Glenn Beck's new book, Broke, came out today, and it's thus far staying true to the well-worn Beck formula: Founders = wholly good; progressives = wholly evil; limited government = awesome. Add a healthy dollop of factually-challenged revisionist history and some love from conservative book clubs, and you're looking at another Beck bestseller.
The conceptual boogeyman of Broke is "debt" in all its forms, and, in accordance with the above formula, Beck tells us on page 16 that the Founding Fathers were champions of "thrift":
Flash forward to today: When most people hear "thrift," they think about thrift stores or thrift clothes, terms that are associated with concepts like "cheap" and "low quality."
America's Founders saw it differently. They prized thrift -- not just because they saw firsthand what extravagance can lead to, but because they understood that frugality wasn't just about saving money; it was also about saving freedom. If you think about debt as a tie that binds you to others, then it's not a stretch to believe that personal savings yields personal liberty.
At this point, if you're at all versed in the biographies of our Founding Fathers, you might be thinking: "Wait... didn't Thomas Jefferson live an extravagant lifestyle that was well-beyond his means and die deeply in debt at his home in Monticello, the rights to which he maintained simply because creditors respected the fact that he was Thomas Jefferson?"
If so, bully for you.

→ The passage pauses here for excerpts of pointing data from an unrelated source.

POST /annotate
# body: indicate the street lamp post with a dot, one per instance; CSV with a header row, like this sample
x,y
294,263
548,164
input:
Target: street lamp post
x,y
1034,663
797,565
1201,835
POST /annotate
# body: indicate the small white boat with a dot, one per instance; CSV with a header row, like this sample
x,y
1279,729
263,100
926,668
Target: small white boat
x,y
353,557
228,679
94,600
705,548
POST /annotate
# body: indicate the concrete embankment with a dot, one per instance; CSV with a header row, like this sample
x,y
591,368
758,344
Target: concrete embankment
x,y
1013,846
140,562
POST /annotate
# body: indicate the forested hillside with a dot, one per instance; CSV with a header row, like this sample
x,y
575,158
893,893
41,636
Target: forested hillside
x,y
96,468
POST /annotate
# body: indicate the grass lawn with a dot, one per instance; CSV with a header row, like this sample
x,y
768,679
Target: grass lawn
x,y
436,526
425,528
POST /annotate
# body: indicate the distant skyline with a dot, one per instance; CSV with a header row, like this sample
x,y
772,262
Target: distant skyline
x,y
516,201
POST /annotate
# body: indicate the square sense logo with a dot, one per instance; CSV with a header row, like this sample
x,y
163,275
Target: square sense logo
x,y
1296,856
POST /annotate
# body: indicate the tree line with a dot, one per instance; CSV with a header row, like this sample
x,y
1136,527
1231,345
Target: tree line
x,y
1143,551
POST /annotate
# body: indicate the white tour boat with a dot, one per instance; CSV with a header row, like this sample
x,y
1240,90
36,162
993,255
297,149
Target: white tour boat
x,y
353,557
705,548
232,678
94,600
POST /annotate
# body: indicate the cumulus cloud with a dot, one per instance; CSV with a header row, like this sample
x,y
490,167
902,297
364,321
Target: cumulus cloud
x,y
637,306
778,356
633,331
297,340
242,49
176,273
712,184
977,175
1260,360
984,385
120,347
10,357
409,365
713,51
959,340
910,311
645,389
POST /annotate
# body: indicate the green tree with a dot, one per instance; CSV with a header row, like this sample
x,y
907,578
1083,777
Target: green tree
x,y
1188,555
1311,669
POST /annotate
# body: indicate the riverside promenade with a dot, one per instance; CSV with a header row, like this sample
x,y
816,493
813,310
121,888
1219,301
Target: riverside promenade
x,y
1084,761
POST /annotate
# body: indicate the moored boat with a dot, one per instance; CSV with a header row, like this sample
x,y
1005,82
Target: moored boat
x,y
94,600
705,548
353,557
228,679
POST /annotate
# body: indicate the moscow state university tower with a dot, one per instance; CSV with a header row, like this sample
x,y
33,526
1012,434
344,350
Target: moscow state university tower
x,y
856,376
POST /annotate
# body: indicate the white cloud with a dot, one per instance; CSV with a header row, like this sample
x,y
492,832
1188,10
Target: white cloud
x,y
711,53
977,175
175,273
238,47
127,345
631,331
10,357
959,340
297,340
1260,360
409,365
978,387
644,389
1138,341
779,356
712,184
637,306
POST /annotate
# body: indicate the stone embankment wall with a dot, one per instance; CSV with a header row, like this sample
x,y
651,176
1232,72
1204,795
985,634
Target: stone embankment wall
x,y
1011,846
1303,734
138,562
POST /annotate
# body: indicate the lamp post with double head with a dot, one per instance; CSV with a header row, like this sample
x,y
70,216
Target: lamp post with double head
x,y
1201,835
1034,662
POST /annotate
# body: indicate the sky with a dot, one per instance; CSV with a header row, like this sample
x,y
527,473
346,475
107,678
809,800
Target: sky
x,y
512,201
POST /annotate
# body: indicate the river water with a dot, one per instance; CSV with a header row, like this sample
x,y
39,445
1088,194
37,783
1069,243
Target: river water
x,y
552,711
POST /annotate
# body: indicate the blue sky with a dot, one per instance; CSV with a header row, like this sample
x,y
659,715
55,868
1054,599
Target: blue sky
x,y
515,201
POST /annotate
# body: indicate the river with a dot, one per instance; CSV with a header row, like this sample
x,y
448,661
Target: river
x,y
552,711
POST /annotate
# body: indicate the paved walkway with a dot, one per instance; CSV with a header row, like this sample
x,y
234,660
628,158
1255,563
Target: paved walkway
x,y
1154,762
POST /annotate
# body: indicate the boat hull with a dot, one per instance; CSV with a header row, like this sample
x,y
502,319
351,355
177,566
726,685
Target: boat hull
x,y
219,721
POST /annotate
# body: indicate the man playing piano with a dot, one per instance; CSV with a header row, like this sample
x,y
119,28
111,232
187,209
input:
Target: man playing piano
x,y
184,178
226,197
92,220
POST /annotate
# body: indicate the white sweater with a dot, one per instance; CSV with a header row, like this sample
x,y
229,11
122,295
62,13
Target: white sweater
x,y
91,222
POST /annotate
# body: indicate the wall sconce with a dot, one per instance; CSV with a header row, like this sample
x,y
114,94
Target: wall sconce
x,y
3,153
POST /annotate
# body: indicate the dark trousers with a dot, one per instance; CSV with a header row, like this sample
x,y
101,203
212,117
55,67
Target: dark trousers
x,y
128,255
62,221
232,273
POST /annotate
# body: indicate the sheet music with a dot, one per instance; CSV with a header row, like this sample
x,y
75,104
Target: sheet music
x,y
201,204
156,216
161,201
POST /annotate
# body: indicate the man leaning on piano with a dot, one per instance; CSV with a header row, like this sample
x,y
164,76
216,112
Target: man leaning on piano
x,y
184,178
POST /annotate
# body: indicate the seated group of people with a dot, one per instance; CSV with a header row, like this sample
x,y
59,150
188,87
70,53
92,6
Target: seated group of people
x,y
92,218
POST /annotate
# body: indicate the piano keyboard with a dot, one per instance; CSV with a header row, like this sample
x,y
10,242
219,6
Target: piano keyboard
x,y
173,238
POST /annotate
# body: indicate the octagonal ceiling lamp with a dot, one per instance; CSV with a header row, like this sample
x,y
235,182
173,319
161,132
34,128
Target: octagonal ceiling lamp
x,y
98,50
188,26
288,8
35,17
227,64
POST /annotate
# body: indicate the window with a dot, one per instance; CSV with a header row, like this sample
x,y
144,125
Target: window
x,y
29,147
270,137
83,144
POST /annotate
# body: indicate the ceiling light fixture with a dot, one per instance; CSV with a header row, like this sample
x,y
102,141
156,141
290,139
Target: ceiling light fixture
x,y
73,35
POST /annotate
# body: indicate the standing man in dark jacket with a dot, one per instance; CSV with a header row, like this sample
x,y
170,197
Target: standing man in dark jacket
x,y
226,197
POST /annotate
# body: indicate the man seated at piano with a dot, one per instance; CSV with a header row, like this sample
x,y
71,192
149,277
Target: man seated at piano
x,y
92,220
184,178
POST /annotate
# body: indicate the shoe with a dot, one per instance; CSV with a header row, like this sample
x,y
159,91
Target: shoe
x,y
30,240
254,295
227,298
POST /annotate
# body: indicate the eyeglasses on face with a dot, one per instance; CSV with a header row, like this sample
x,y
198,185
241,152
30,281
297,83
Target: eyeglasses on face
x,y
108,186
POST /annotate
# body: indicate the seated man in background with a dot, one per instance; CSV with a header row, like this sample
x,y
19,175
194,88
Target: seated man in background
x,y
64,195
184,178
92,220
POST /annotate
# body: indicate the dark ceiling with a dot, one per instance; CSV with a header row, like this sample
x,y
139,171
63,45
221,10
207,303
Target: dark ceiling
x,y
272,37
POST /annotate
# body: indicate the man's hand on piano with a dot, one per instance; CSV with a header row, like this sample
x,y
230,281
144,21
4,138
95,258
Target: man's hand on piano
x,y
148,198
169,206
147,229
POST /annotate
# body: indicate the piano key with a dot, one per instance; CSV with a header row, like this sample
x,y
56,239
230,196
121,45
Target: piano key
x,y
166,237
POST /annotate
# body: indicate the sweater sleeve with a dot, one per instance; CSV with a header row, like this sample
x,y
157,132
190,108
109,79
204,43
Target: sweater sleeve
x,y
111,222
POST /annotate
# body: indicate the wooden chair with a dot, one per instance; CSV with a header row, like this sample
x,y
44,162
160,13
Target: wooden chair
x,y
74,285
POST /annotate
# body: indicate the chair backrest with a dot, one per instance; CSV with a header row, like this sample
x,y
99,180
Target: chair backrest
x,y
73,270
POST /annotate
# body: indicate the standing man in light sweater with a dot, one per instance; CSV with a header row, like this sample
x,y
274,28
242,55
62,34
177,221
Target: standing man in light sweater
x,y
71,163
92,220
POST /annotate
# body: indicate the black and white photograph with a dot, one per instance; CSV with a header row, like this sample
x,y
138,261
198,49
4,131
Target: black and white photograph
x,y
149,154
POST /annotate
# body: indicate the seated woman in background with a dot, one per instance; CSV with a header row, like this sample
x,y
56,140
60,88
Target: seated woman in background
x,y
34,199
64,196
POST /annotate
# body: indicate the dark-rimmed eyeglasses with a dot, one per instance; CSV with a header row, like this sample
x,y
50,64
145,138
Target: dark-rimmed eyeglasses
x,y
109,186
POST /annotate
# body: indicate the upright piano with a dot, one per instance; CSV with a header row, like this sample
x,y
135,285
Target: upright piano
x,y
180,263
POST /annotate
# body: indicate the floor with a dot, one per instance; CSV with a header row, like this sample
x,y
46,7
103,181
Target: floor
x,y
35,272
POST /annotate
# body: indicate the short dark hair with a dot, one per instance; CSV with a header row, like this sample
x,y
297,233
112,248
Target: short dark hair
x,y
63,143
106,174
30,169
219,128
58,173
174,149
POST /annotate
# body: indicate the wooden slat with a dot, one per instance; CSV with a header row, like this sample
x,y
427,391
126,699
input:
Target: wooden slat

But fear not, Beck has an explanation for that on page 25: "What's fascinating is that even though Thomas Jefferson himself died cashless under loads of personal debt, he still understood that taking other people's money and blowing it on frivolous junk was immoral." Beck's lesson from Jefferson's profligate personal spending is: "Ah... financial stewardship. What a novel and bizarre concept."
But what about debt at the national level? Beck writes on page 33 that the Founders, saddled with huge amounts of debt from the Revolution, "got things back under control, while they also built our reputation in the world." And that's sort-of true -- between 1804 and 1812 the national debt was cut nearly in half to $45.2 million. Four years later, however, the debt had nearly tripled to $127.3 million. What happened in the intervening years? The United States, under the leadership of Founding Fathers James Madison and James Monroe, had declared war on Great Britain and financed the cost of the war almost entirely with borrowed money. Beck makes absolutely no mention of the costs of the War of 1812, probably because it undermines his beatification of the Founders as fiscal saints.
Notably enough, the national public debt, which rose and fell during the Founding Fathers' administrations, was paid off in full for the first and only time in 1835 during the presidency of Andrew Jackson. Beck, for his part, has attacked the Jackson presidency as the point "where the country went wrong."